[ovirt-devel] [vdsm] strange network test failure on FC23

Mon Nov 30 09:19:24 UTC 2015

----- Original Message -----
> From: "Michal Skrivanek" <mskrivan at redhat.com>
> To: "Nir Soffer" <nsoffer at redhat.com>, "Francesco Romani" <fromani at redhat.com>
> Cc: "Yaniv Kaul" <ykaul at redhat.com>, "infra" <infra at ovirt.org>, "devel" <devel at ovirt.org>
> Sent: Monday, November 30, 2015 9:52:59 AM
> Subject: Re: [ovirt-devel] [vdsm] strange network test failure on FC23
> 
> 
> > On 29 Nov 2015, at 17:34, Nir Soffer <nsoffer at redhat.com> wrote:
> > 
> > On Sun, Nov 29, 2015 at 6:01 PM, Yaniv Kaul <ykaul at redhat.com> wrote:
> > > On Sun, Nov 29, 2015 at 5:37 PM, Nir Soffer <nsoffer at redhat.com> wrote:
> > >>
> > >> On Sun, Nov 29, 2015 at 10:37 AM, Yaniv Kaul <ykaul at redhat.com> wrote:
> > >> >
> > >> > On Fri, Nov 27, 2015 at 6:55 PM, Francesco Romani <fromani at redhat.com>
> > >> > wrote:
> > >> >>
> > >> >> Using taskset, the ip command now takes a little longer to complete.
> 
> I fail to find the original reference for this.
> Why does it take longer? is it purely the additional taskset executable
> invocation? On busy system we do have these issues all the time, with lvm,
> etc…so I don’t think it’s significant

Yep, that's only the overhead of taskset executable.

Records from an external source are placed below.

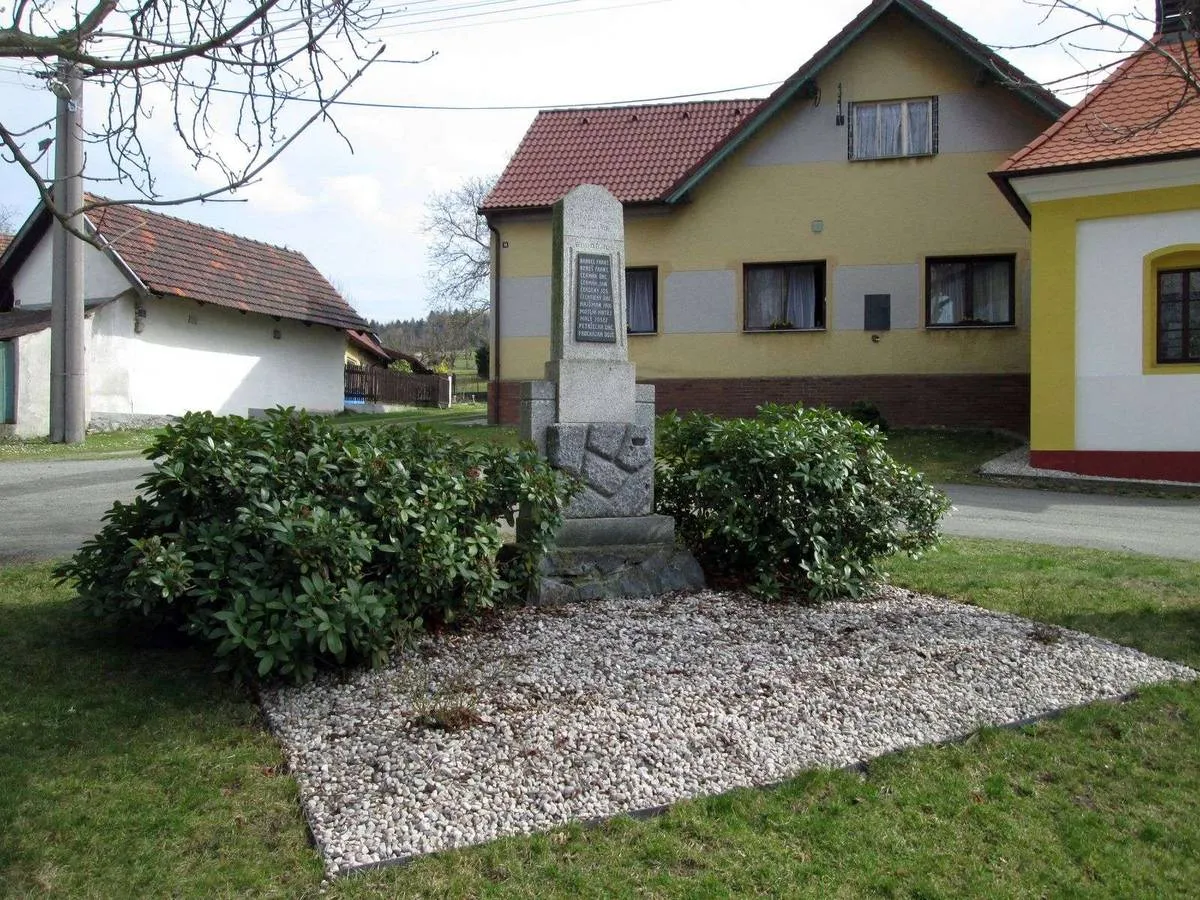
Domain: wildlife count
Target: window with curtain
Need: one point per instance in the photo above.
(1179, 316)
(970, 291)
(891, 129)
(641, 301)
(784, 297)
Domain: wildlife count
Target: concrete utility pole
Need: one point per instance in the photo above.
(67, 415)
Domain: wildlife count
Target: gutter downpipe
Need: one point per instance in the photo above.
(496, 312)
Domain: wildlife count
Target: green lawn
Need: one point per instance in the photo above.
(94, 447)
(948, 456)
(131, 443)
(945, 456)
(127, 771)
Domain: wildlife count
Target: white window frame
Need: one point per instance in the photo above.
(931, 118)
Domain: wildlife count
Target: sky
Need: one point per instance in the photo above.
(358, 216)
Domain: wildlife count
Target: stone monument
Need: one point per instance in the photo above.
(591, 419)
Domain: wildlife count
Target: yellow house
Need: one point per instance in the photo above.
(837, 241)
(1113, 196)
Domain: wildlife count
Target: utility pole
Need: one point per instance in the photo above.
(67, 364)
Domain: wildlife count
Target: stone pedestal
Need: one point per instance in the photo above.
(589, 418)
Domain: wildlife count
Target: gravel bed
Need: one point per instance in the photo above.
(591, 711)
(1017, 463)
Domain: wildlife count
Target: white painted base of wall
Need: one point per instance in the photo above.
(187, 358)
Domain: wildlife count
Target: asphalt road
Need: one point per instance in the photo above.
(1163, 528)
(48, 509)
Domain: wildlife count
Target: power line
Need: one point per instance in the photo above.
(367, 105)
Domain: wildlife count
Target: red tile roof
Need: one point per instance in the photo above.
(654, 153)
(174, 257)
(637, 153)
(370, 345)
(1144, 109)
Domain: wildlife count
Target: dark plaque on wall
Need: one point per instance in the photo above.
(594, 315)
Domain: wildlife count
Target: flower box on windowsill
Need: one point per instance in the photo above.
(971, 327)
(773, 330)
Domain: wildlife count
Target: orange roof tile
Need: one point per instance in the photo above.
(1145, 109)
(637, 153)
(174, 257)
(654, 153)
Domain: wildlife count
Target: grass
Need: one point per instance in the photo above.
(455, 420)
(129, 771)
(94, 447)
(948, 456)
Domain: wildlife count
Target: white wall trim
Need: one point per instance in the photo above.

> > >> > Since we always use the same set of CPUs, I assume using a mask (for 0
> > >> > &
> > >> > 1,
> > >> > just use 0x3, as the man suggests) might be a tiny of a fraction
> > >> > faster
> > >> > to
> > >> > execute taskset with, instead of the need to translate the numeric CPU
> > >> > list.
> > >>
> > >> Creating the string "0-<last cpu index>" is one line in vdsm. The code
> > >> handling this in
> > >> taskset is written in C, so the parsing time is practically zero. Even
> > >> if it was non-zero,
> > >> this code run once when we run a child process, so the cost is
> > >> insignificant.
> > >
> > >
> > > I think it's easier to just to have it as a mask in a config item
> > > somewhere,
> > > without need to create it or parse it anywhere.
> > > For us and for the user.
> > 
> > We have this option in /etc/vdsm/vdsm.conf:
> > 
> >     # Comma separated whitelist of CPU cores on which VDSM is allowed to
> >     # run. The default is "", meaning VDSM can be scheduled by  the OS to
> >     # run on any core. Valid examples: "1", "0,1", "0,2,3"
> >     # cpu_affinity = 1
> > 
> > I think this is the easiest option for users.
> 
> +1

+1, modulo the changes we need to fix https://bugzilla.redhat.com/show_bug.cgi?id=1286462
(patch is coming)

> > > I assume those are cores, which probably in a multi-socket will be in the
> > > first socket only.
> > > There's a good chance that the FC and or network/cards will also bind
> > > their
> > > interrupts to core0 & core 1 (check /proc/interrupts) on the same socket.
> > > From my poor laptop (1s, 4c):

Yes, especially core0 (since 0 is nice defaults). This was the rationale behind
the choice of cpu #1 in the first place.

> > It seems that our default (CPU1) is fine.
> 
> I think it’s safe enough.
> Numbers above (and I checked the same on ppc with similar pattern) are for a
> reasonablt epty system. We can get a different picture when vdsm is busy. In
> general I think it’s indeed best to use the second online CPU for vdsm and
> all CPUs for child processes

Agreed - except for cases like bz1286462 - but let's discuss this on gerrit/bz

> regarding exposing to users in UI - I think that’s way too low level.
> vdsm.conf is good enough

Agreed. This is one thing that "just works".

Bests,

-- 
Francesco Romani
RedHat Engineering Virtualization R & D
Phone: 8261328
IRC: fromani